The application timeline follows the same ERAS schedule as all residency applications. For the 2026 cycle, applicants can begin submitting applications in early September 2025, programs start reviewing materials later that month, and the season runs through May 2026. Applicants targeting both a prelim year and an advanced position need to prepare two sets of rank lists and, often, attend two separate sets of interviews.

Pay and Benefits During a Prelim Year

Prelim year residents are paid on the same PGY-1 salary scale as categorical interns. At George Washington University, for instance, the PGY-1 salary for 2025 is about $72,745. Compensation varies by institution and region, but prelim interns receive the same salary and benefits package (health insurance, malpractice coverage, paid time off) as any other first-year resident at that hospital. There is no financial penalty for being in a preliminary track rather than a categorical one.

What Happens After the Prelim Year

If everything goes according to plan, you finish your prelim year, pack up, and start PGY-2 at the advanced program where you already matched. Your prelim year counts as your intern year, satisfying the clinical prerequisite your advanced specialty requires.

The riskier scenario is completing a prelim year without a secured PGY-2 position. This happens to applicants who didn’t match into an advanced spot and used the prelim year to strengthen their application for a second attempt. The outcomes are mixed. In one study of reapplicants to integrated plastic surgery, about 73% of those who did a prelim year eventually matched into some specialty, but only about 39% matched into their original target of plastic surgery. Research fellowships, by comparison, produced higher match rates into the desired specialty. The takeaway: a prelim year keeps you clinically active and earning a salary, but it doesn’t guarantee a stronger application the second time around, particularly in the most competitive specialties.

Residents who don’t match into their first-choice field after a prelim year sometimes pivot. In the plastic surgery study, those who ended up in other specialties most commonly landed in general surgery, followed by fields like anesthesiology, radiology, emergency medicine, and pathology.

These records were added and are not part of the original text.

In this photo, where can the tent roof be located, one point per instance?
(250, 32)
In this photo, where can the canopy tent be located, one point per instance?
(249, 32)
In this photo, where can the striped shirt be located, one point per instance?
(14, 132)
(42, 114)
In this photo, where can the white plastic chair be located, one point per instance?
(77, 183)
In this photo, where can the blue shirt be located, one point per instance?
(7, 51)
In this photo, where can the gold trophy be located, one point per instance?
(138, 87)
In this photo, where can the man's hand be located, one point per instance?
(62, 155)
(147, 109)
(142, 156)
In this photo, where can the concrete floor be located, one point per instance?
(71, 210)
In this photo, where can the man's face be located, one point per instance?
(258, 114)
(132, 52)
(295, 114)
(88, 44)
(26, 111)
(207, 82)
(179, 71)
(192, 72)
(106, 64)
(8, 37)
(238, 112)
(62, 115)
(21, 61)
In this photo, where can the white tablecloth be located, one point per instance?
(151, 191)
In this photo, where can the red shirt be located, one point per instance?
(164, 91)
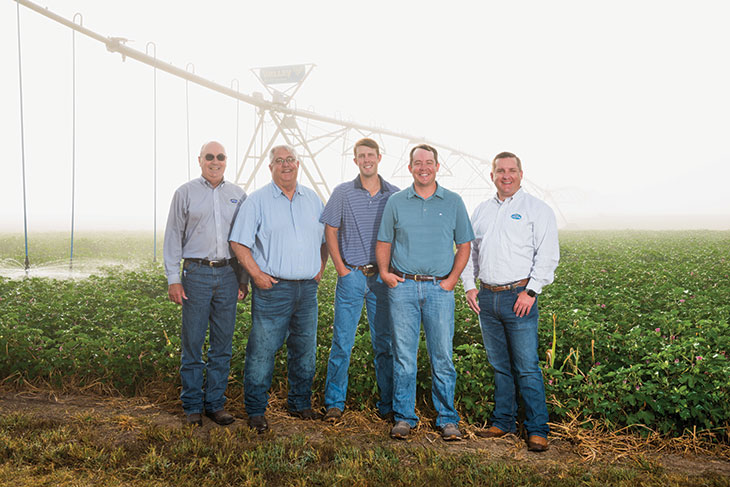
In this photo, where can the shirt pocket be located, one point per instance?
(518, 231)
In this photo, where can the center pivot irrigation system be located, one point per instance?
(277, 120)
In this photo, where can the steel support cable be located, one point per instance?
(73, 135)
(154, 150)
(187, 113)
(22, 145)
(237, 102)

Who Should Consider a Prelim Year

For many residents, a prelim year isn’t optional. If you’re going into a specialty that only offers advanced positions (ophthalmology and dermatology are common examples), you need a prelim year or transitional year to complete your intern training. It’s simply part of the path.

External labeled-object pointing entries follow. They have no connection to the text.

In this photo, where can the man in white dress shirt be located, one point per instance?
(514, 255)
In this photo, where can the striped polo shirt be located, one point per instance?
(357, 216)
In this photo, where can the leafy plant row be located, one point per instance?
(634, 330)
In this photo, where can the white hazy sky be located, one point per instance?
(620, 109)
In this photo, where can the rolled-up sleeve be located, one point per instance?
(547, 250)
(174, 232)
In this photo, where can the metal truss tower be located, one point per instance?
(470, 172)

For applicants who didn’t match into their target specialty, a prelim year offers a way to stay in clinical medicine, build relationships with faculty who can write recommendation letters, and demonstrate competence while reapplying. But it’s worth weighing that choice carefully against alternatives like research fellowships, which in some fields produce better reapplication outcomes. The right choice depends on the specialty, your application weaknesses, and whether clinical experience or academic productivity will strengthen your candidacy more.